Robust Estimation of FPGA Resources and Performance from CNN Models

Abstract

Field-Programmable Gate Arrays (FPGAs) are becoming increasingly popular for implementing convolutional neural networks (CNNs) due to their low latency and very high energy efficiency. However, most FPGAs are resource-scarce and efficient mapping of CNN can quickly become a challenging task. The requirement of FPGA resources, latency, and power is affected by many parameters, including the CNN architecture and the level of computational parallelism. In practice, a software designer first explores various CNN architectures in software to improve architecture’s validation accuracy.

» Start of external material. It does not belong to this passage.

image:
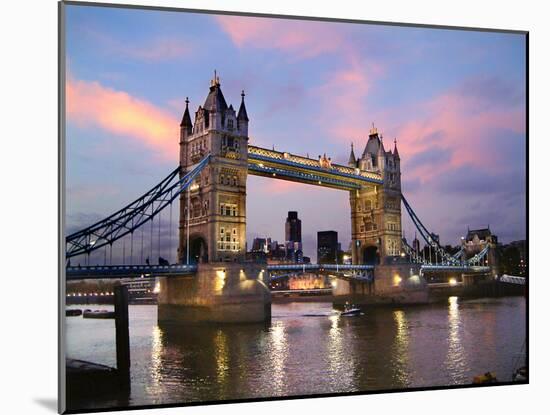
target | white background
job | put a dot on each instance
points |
(28, 230)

Once an architecture is finalized, the designer ports the architecture design to FPGA for inference acceleration. The mapping process undergoes performance optimization by tweaking many design-related parameters during the design space exploration and changing the operating frequencies. The entire process is highly time-consuming. In this paper, we have presented a machine learning-based two-stage estimator for assisting in designing an FPGA-based CNN accelerator. Our Global Predictor assists in making accurate estimates of FPGA resource requirements and design latency from CNN architecture and hyperparameters expressed in Python. This assists in choosing a subset of high validation accuracy and feasible designs for mapping on FPGA. Our Detailed Predictor assists in making accurate estimates of FPGA post-route resource requirements, design latency, and final clock period for the chosen subset of designs after applying high-level synthesis level (pragma and frequency) optimizations. Our proposed estimation methodology enables a software engineer to obtain rapid and accurate estimates of the final implementation Quality of Results without executing FPGA design flows. We trained and tested our model for Xilinx Zynq Ultrascale + and Kintex-7 devices. We achieved an average prediction error of less than 9% and 4% for stages one and two, respectively.